Диаграмма 5. изображения PeakForce QNM амилоидоподобных волокон адсорбированных на свеже ую поверхность слюды. (A) Изображения Топографии показывают некоторые из волокон для того чтобы иметь переплетенную структуру (голубые стрелки) пока другие не делают (красные стрелки). (B) Данные по Модуля и каналы данным по деформации (C) получены одновременно к изображению топографии. Эти изображения показывают амилоид для того чтобы иметь более низкий модуль (маштаб более темного цвета) и соответственно, более высокая степень деформации (маштаба более светлого цвета) чем основной субстрат слюды. Также наблюдается что переплетенные амилоидоподобные волокна имеют немножко более низкое значение модуля по сравнению с теми волокнами которые не переплетены (т.е. переплетенные волокна появляются небольшая темная чем прямые волокна в изображении модуля). Изображения были получены на Катализаторе BioScope эксплуатируемом в режиме PeakForce Выстукивая используя зонды ScanAsyst AFM (k ~0.4N/m). Попробуйте учтивость Xingfei Zhou, Университета Нинбо, Китая.

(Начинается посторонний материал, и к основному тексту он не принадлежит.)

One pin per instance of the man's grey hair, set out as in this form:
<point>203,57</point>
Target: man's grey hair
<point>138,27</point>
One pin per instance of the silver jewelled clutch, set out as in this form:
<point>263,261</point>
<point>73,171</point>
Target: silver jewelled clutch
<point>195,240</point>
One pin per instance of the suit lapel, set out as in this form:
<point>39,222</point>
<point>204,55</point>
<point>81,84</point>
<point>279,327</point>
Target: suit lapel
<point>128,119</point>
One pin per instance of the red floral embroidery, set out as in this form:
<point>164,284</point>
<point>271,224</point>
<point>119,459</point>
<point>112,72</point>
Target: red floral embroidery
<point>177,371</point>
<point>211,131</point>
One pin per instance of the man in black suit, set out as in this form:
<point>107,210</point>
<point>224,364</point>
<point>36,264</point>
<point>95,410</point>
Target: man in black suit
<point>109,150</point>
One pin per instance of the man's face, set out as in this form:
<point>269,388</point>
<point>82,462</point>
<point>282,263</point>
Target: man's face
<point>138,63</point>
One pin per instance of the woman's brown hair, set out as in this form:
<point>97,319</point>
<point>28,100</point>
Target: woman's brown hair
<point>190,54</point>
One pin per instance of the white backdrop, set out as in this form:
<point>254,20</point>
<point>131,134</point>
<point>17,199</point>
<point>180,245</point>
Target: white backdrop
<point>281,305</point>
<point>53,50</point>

На Диаграмму 6 показано как инкубатор этапа перфузии (PSI) с Катализатором BioScope обеспечивает правую окружающую среду для экспериментов. Катализатор AFM, PSI и ПО BioScope MIRO обеспечивает детальные данные для амилоидоподобного анализа волокна.

Диаграмма 6. Настроение Инкубатора Этапа Перфузии Катализатора BioScope (PSI). (1) PSI поддерживает стандартные стеклянные нижние Чашка Петри для совместимости с высокими задачами NA. (2) Отражетель подачи направляет жидкостную подачу в ламинарный способ через зону образца, обеспечивающ даже жидкий обмен и изолирующ шум от жидкостных входа и выхода. (3) Струбцина перфузии стабилизирует Чашка Петри и, котор содержат пробки входа и выхода нержавеющей стали которое в термальном контакте с этапом топления для того чтобы подогреть входящие жидкость и газ. (4) уплотнения Дефлектора силикона между Чашка Петри и держателем зонда, уменьшая испарение и позволяя управлению пространства занятого газом над жидкостью. (5) Специализированный держатель зонда PSI содержит датчик температуры для местного контроля температуры. Изображение правильной позиции показывает PSI полно собранный вместе с этапом топления образца на Катализаторе AFM BioScope.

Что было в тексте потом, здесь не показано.